Contara-lhas o irmão, o João, que andara na rede, lá fora. — Era o casamento, no dia seguinte, de José Alexandre com a Maria Luísa Rosas,
a do patacão. O escândalo do Manuel Téa pegado ao romper do dia, com a
Maricota Sodré, lá no sítio do Claudino, na casinha do carro — forte pouca vergonha! O Maurício esbofeteado pelo Joaquim Valente, no
caminho do campo, por umas histórias de ciúmes. O filho da Leandra, o
magricela, que era caixeiro e usava casaco comprido, como de padre, que chegara
pela manhã da cidade. O Antônio Rego, que viera dos Ratones com uma tropa de
bois xucros: o Justino já tinha apartado um para a vara; era um bagual, o raio,
procurava a gente que nem um cachorro e, na Cachoeira, segundo diziam, partira
dois laços só de um tirão!... Mas, de tudo, o que mais as encantava era o do
Nicácio, desde muito esperado, que ia afinal começar e que só acabaria oito
dias depois, conforme o velho lavrador prometera quando estivera de cama, quase
a espichar, com as sezões.
— Ia ser
só do fino o terço do Nicácio! exclamavam elas, numa balbúrdia
adorável. Uma semana inteirinha! Ai-ai! ia doer de bom!...
E combinaram com as
do Chico Pereira para irem juntas, com a mãe, assim que anoitecesse. Mas
careciam da companhia de um homem, por causa dos bois xucros. Quem havia de
ser? Tinham tanto medo de bois xucros, Nossa Senhora! O pai andava fora, pelas
alturas do Arvoredo, na pescaria do mar grosso, e nesse dia não voltava; o
João, esse, não servia para nada, não prestava mesmo, o galinha, não
valia o comer que comia, pois se tinha mais medo de almas do outro mundo que
elas próprias, coitadas, umas pobres mulheres! Mas quem havia de ser então?...

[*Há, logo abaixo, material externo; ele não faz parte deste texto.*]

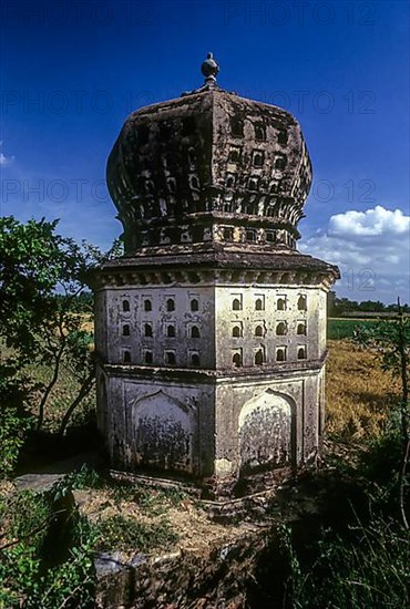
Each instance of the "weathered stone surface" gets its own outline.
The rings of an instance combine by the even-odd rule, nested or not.
[[[297,121],[212,78],[132,114],[107,182],[125,239],[93,280],[112,464],[209,478],[224,494],[249,471],[307,463],[339,271],[296,250],[311,183]]]

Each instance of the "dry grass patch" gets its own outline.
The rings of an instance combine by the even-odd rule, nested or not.
[[[326,431],[361,441],[379,434],[400,395],[396,379],[380,369],[380,357],[348,340],[329,340],[326,379]]]

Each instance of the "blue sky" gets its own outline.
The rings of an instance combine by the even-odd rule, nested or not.
[[[300,250],[339,264],[340,296],[409,296],[409,3],[4,0],[1,214],[61,218],[107,247],[104,186],[126,115],[218,83],[300,121],[314,186]]]

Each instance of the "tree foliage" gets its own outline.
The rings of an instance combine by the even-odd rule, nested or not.
[[[78,245],[59,235],[57,226],[58,220],[31,219],[23,224],[12,216],[0,219],[3,441],[7,435],[12,442],[28,405],[30,412],[37,413],[37,427],[41,429],[50,395],[63,371],[75,379],[78,394],[61,422],[62,433],[73,410],[94,383],[91,337],[84,328],[84,311],[91,310],[90,270],[93,265],[121,254],[121,245],[114,242],[104,254],[86,241]],[[47,381],[34,383],[35,365],[47,367]],[[19,441],[16,450],[18,445]],[[11,453],[10,464],[14,460]]]

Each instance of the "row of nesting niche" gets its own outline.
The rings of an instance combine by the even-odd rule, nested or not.
[[[175,367],[193,367],[202,365],[201,349],[172,349],[171,345],[153,345],[139,344],[136,349],[131,350],[130,347],[121,347],[119,350],[117,363],[133,363],[136,365],[175,365]],[[205,365],[209,365],[209,352],[205,352]],[[227,351],[224,350],[224,360],[226,360]],[[230,348],[230,365],[233,368],[247,365],[264,365],[276,362],[295,362],[308,359],[308,347],[301,343],[290,344],[264,344],[257,345],[247,343],[246,347]],[[112,363],[115,363],[115,359]],[[226,363],[226,362],[225,362]]]
[[[134,247],[166,246],[171,244],[194,244],[206,241],[225,241],[236,244],[278,245],[295,249],[296,239],[286,229],[266,229],[216,225],[206,227],[199,223],[193,226],[152,227],[147,230],[135,230]],[[129,236],[127,242],[132,235]]]
[[[143,290],[143,293],[141,293]],[[145,313],[154,313],[157,311],[166,311],[173,313],[178,309],[185,313],[187,310],[191,312],[199,313],[206,304],[206,308],[209,307],[208,297],[201,299],[199,295],[193,295],[187,292],[184,288],[178,288],[178,297],[176,298],[175,293],[170,293],[163,291],[163,288],[157,288],[155,293],[148,293],[150,287],[135,288],[133,295],[133,300],[131,300],[131,295],[115,295],[111,301],[110,309],[113,310],[113,307],[119,307],[122,313],[130,314],[131,304],[133,302],[133,309],[135,312],[144,311]],[[308,298],[306,293],[300,293],[299,291],[294,291],[289,293],[277,293],[281,288],[266,290],[266,293],[263,293],[260,289],[252,290],[249,292],[246,288],[243,289],[243,292],[228,291],[227,297],[230,299],[230,309],[233,311],[242,311],[246,306],[246,309],[249,310],[254,308],[255,311],[307,311],[308,310]],[[295,292],[295,293],[294,293]],[[222,298],[226,298],[224,295]],[[250,299],[250,300],[249,300]]]

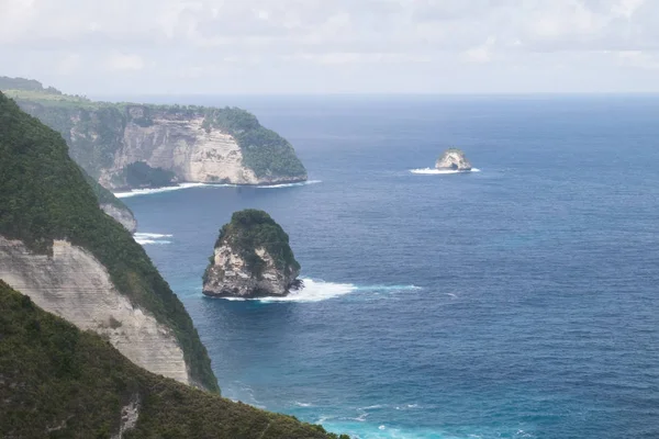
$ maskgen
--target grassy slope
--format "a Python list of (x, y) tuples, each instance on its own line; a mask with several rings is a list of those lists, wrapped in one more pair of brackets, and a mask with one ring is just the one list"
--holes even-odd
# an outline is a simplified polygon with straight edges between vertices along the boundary
[(0, 235), (47, 254), (68, 239), (99, 259), (115, 286), (171, 327), (192, 378), (217, 392), (190, 316), (127, 230), (99, 209), (63, 138), (0, 93)]
[(110, 438), (121, 407), (138, 395), (139, 416), (127, 439), (336, 438), (152, 374), (2, 281), (0, 309), (0, 437)]
[[(0, 90), (2, 81), (0, 80)], [(94, 102), (69, 94), (48, 93), (46, 90), (10, 89), (3, 91), (19, 102), (21, 108), (46, 125), (58, 131), (69, 142), (74, 125), (81, 133), (78, 145), (71, 148), (71, 157), (92, 177), (109, 167), (119, 149), (122, 136), (120, 131), (131, 116), (126, 109), (136, 104), (122, 102)], [(132, 120), (142, 126), (153, 123), (155, 113), (167, 113), (182, 117), (204, 116), (206, 130), (222, 130), (234, 136), (243, 151), (243, 164), (254, 170), (259, 178), (305, 179), (306, 169), (295, 155), (292, 145), (279, 134), (260, 125), (256, 116), (237, 108), (208, 108), (196, 105), (152, 105), (145, 104), (145, 117)], [(79, 121), (74, 124), (71, 119)], [(100, 140), (92, 140), (93, 134)]]

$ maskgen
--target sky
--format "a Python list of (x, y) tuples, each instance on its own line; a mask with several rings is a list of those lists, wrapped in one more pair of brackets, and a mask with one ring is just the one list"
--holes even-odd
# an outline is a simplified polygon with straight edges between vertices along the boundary
[(0, 0), (79, 94), (659, 92), (659, 0)]

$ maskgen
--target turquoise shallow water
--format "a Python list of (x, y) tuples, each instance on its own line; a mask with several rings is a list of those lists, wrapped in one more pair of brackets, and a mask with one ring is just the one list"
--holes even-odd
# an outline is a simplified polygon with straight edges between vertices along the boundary
[[(359, 438), (659, 437), (659, 98), (182, 100), (250, 109), (320, 181), (125, 199), (225, 396)], [(481, 171), (410, 171), (448, 146)], [(201, 294), (244, 207), (301, 295)]]

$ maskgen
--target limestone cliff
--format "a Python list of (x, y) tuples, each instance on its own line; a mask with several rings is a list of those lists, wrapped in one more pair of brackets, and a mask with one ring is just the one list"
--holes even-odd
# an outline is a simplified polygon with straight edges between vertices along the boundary
[(107, 337), (135, 364), (191, 382), (174, 331), (122, 295), (105, 267), (83, 248), (55, 240), (52, 256), (37, 255), (0, 236), (0, 279), (42, 308)]
[(349, 439), (138, 368), (0, 280), (0, 438)]
[(135, 363), (217, 392), (186, 308), (67, 153), (0, 93), (0, 278)]
[(465, 153), (458, 148), (449, 148), (437, 159), (435, 164), (437, 169), (470, 171), (471, 164), (465, 157)]
[(283, 296), (301, 285), (283, 229), (263, 211), (236, 212), (224, 225), (203, 277), (214, 297)]
[(14, 94), (24, 111), (63, 135), (76, 162), (111, 190), (129, 185), (123, 171), (136, 161), (174, 171), (180, 182), (306, 180), (291, 144), (244, 110)]

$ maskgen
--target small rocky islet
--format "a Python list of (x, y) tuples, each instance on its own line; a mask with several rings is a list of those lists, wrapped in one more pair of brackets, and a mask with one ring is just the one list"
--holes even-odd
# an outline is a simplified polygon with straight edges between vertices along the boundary
[(203, 274), (208, 296), (281, 297), (303, 286), (289, 236), (264, 211), (235, 212), (209, 259)]
[(470, 171), (471, 162), (465, 156), (465, 151), (458, 148), (448, 148), (435, 164), (437, 170)]

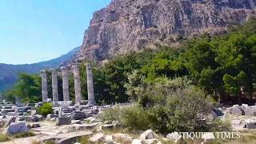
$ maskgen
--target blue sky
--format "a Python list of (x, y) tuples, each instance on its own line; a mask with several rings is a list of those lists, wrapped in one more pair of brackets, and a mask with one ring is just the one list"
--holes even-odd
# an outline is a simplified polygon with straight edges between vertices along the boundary
[(110, 0), (0, 0), (0, 63), (57, 58), (82, 42), (93, 13)]

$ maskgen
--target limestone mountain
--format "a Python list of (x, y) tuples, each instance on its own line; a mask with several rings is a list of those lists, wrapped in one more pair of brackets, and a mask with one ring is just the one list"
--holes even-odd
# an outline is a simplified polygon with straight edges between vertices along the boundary
[(9, 65), (0, 63), (0, 92), (11, 88), (17, 80), (18, 73), (24, 72), (28, 74), (36, 74), (41, 70), (57, 68), (62, 63), (72, 59), (79, 50), (80, 46), (73, 49), (66, 54), (57, 58), (34, 64), (25, 65)]
[(102, 61), (186, 37), (223, 33), (256, 14), (256, 0), (112, 0), (96, 11), (77, 59)]

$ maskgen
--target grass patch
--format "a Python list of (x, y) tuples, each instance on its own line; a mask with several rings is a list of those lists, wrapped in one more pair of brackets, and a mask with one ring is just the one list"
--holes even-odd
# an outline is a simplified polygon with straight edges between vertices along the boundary
[(35, 136), (35, 134), (31, 131), (22, 132), (14, 135), (14, 138), (27, 138), (27, 137), (33, 137), (33, 136)]
[(10, 141), (10, 138), (7, 134), (0, 134), (0, 142)]

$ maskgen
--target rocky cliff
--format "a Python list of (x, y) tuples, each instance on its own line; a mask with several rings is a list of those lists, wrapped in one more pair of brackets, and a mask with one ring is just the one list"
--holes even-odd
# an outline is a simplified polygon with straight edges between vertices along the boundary
[(218, 34), (256, 14), (256, 0), (112, 0), (94, 14), (78, 59), (96, 61), (182, 37)]

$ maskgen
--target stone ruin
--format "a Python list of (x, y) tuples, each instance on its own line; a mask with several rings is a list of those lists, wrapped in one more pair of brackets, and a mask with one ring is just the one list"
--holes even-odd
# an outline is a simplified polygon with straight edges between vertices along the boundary
[[(80, 82), (80, 71), (78, 65), (72, 66), (74, 81), (74, 93), (75, 93), (75, 103), (79, 105), (82, 102), (81, 94), (81, 82)], [(69, 91), (69, 71), (67, 67), (61, 67), (62, 74), (62, 88), (63, 88), (63, 101), (58, 99), (58, 72), (56, 69), (51, 70), (52, 76), (52, 92), (53, 98), (52, 103), (54, 106), (69, 106), (70, 102), (70, 91)], [(87, 90), (88, 90), (88, 105), (96, 105), (94, 100), (94, 81), (92, 68), (90, 63), (86, 64), (86, 74), (87, 74)], [(42, 77), (42, 102), (47, 102), (50, 100), (48, 98), (48, 90), (47, 90), (47, 74), (46, 70), (41, 70)]]

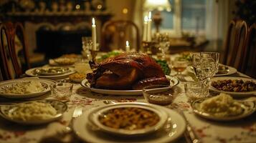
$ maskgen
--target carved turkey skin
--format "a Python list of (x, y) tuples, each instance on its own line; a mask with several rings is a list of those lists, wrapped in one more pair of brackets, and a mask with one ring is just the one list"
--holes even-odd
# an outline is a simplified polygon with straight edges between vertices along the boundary
[(90, 63), (90, 66), (93, 72), (86, 78), (93, 88), (141, 89), (156, 84), (170, 84), (160, 65), (143, 53), (123, 53), (98, 64)]

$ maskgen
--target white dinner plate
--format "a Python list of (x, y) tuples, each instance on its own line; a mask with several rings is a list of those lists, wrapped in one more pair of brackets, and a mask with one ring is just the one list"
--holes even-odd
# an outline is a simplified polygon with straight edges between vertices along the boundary
[(228, 69), (229, 71), (226, 74), (216, 74), (215, 77), (227, 76), (227, 75), (230, 75), (230, 74), (234, 74), (234, 73), (236, 73), (237, 72), (237, 70), (234, 67), (232, 67), (232, 66), (226, 66), (226, 65), (224, 65), (224, 64), (220, 64), (220, 65), (227, 67), (229, 69)]
[[(177, 79), (166, 76), (166, 78), (170, 79), (170, 87), (174, 87), (177, 85), (179, 82)], [(142, 90), (114, 90), (114, 89), (95, 89), (91, 88), (90, 83), (85, 79), (81, 82), (82, 87), (85, 87), (87, 89), (89, 89), (92, 92), (99, 94), (106, 94), (112, 95), (141, 95)]]
[(70, 74), (74, 74), (75, 72), (75, 69), (72, 67), (68, 67), (70, 71), (68, 72), (65, 72), (63, 74), (58, 74), (58, 75), (36, 75), (33, 72), (34, 69), (39, 69), (40, 67), (36, 67), (33, 69), (30, 69), (26, 71), (26, 74), (28, 76), (31, 77), (37, 77), (39, 78), (44, 78), (44, 79), (63, 79), (67, 77)]
[(225, 94), (228, 94), (232, 95), (232, 97), (250, 97), (252, 95), (256, 95), (256, 91), (252, 91), (252, 92), (225, 92), (222, 90), (219, 90), (216, 89), (215, 87), (212, 86), (212, 82), (217, 82), (218, 80), (222, 81), (222, 80), (240, 80), (242, 79), (244, 82), (246, 81), (252, 81), (256, 83), (256, 79), (250, 79), (250, 78), (246, 78), (246, 77), (213, 77), (211, 79), (211, 81), (209, 82), (209, 89), (212, 91), (217, 92), (222, 92)]
[[(151, 105), (156, 106), (156, 105)], [(87, 142), (171, 142), (182, 135), (186, 129), (184, 119), (174, 110), (158, 107), (168, 114), (168, 123), (163, 129), (139, 137), (122, 137), (106, 134), (94, 129), (90, 124), (90, 110), (77, 117), (73, 122), (74, 132), (82, 140)]]
[[(104, 107), (100, 107), (96, 108), (94, 110), (92, 110), (89, 114), (89, 120), (94, 124), (95, 127), (98, 127), (100, 131), (105, 132), (107, 133), (111, 133), (113, 134), (122, 135), (122, 136), (134, 136), (156, 132), (159, 129), (162, 128), (163, 124), (167, 121), (168, 115), (166, 112), (161, 110), (161, 108), (159, 108), (158, 106), (152, 106), (153, 104), (146, 104), (146, 103), (121, 103), (121, 104), (115, 104), (110, 105), (106, 105)], [(154, 113), (159, 117), (159, 121), (153, 126), (147, 127), (146, 129), (114, 129), (105, 126), (100, 122), (100, 117), (104, 117), (104, 114), (108, 112), (108, 111), (118, 109), (118, 108), (125, 108), (125, 107), (136, 107), (139, 109), (146, 109), (152, 113)]]
[(193, 109), (193, 112), (196, 114), (209, 119), (216, 121), (236, 120), (250, 116), (256, 110), (255, 102), (253, 101), (237, 101), (241, 104), (241, 108), (242, 109), (242, 112), (241, 114), (234, 116), (217, 117), (212, 114), (211, 114), (209, 113), (202, 112), (200, 109), (200, 104), (205, 99), (199, 99), (193, 102), (191, 104), (191, 107)]
[[(49, 118), (47, 119), (36, 119), (36, 120), (27, 120), (23, 121), (21, 119), (16, 119), (11, 117), (11, 114), (14, 114), (14, 112), (19, 107), (19, 104), (26, 104), (33, 102), (39, 102), (42, 103), (49, 103), (52, 107), (54, 107), (57, 114), (55, 116), (52, 118)], [(63, 113), (67, 110), (67, 106), (65, 102), (62, 102), (57, 100), (53, 99), (44, 99), (44, 100), (37, 100), (33, 102), (26, 102), (24, 103), (15, 104), (9, 104), (9, 105), (1, 105), (0, 106), (0, 116), (4, 117), (4, 119), (16, 122), (22, 124), (41, 124), (48, 123), (57, 119), (60, 119), (63, 116)]]
[[(62, 72), (53, 72), (53, 73), (48, 73), (48, 72), (41, 72), (40, 73), (39, 73), (39, 75), (42, 75), (42, 76), (55, 76), (55, 75), (61, 75), (61, 74), (64, 74), (67, 72), (70, 72), (70, 69), (68, 67), (61, 67), (61, 66), (48, 66), (47, 68), (38, 68), (38, 70), (40, 69), (45, 69), (45, 70), (49, 70), (49, 69), (62, 69)], [(63, 71), (64, 70), (64, 71)]]
[[(16, 82), (39, 82), (42, 86), (44, 87), (44, 90), (41, 92), (37, 92), (29, 94), (11, 94), (11, 93), (4, 93), (4, 89), (8, 87), (13, 84)], [(50, 91), (49, 85), (55, 83), (54, 81), (47, 79), (16, 79), (12, 80), (7, 80), (0, 82), (0, 97), (4, 97), (6, 98), (15, 98), (15, 99), (23, 99), (23, 98), (31, 98), (34, 97), (39, 97), (43, 95), (47, 92)]]
[[(237, 70), (234, 68), (234, 67), (232, 67), (232, 66), (226, 66), (226, 65), (224, 65), (224, 64), (221, 64), (222, 66), (227, 66), (228, 69), (229, 69), (229, 71), (227, 72), (227, 73), (226, 74), (215, 74), (215, 77), (220, 77), (220, 76), (227, 76), (227, 75), (230, 75), (230, 74), (234, 74), (237, 72)], [(189, 66), (186, 68), (186, 70), (189, 72), (192, 72), (192, 73), (194, 73), (194, 69), (193, 69), (193, 66)]]

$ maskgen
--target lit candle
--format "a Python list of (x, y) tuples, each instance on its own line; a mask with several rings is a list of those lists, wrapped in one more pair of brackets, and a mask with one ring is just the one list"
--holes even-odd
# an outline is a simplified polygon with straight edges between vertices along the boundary
[(93, 24), (92, 24), (92, 40), (93, 40), (93, 50), (96, 51), (96, 25), (95, 20), (93, 18)]
[(148, 41), (151, 41), (151, 11), (148, 12)]
[(125, 51), (130, 51), (130, 46), (129, 46), (129, 41), (126, 41)]
[(143, 36), (142, 41), (147, 41), (147, 30), (148, 30), (148, 16), (144, 17)]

E na pressa de se ajustarem, para se irem logo arranjar, não achavam quase um
conhecido, um amigo, um parente que as acompanhasse.
— Quem havia de ser? refletiam. Eram raros os rapazes daqueles
lados, e os poucos que havia andavam azeitando lá para as Coivaras, onde
também se rezava o terço, no Luiz Boião, para as bandas do porto. Os primos das
Areias também não vinham, por terem piorado das febres. Só se fossem os do Luiz
Maria e os do Rufino, que não perdiam nada, principalmente no Nicácio que era
ainda contraparente deles.
Assentaram,
definitivamente, em aguardá-los, ir com eles, de companhia. Mas debalde
esperaram. Entrou a noite, fez-se o luar, e nada dos rapazes! Estavam já num
desespero, numa inquietação, aflitas, quase a chorar. Para os lados do Nicácio,
de vez em quando, um filete de luz rubra erguia-se, varava o ar, estourava numa
explosão de faíscas.
— Lá atiçam foguetes! Lá atiçam foguetes! Murmuravam. Já
principiou! Não! Ninguém podia perder aquele tercinho da alma!...
De instante a
instante, davam uma chegadinha ao Caminho Novo. Nada! Ninguém!
E entraram a pedir
à mãe para irem assim mesmo.
— Também isso de medos era uma bobagem! Tanta gente na estrada!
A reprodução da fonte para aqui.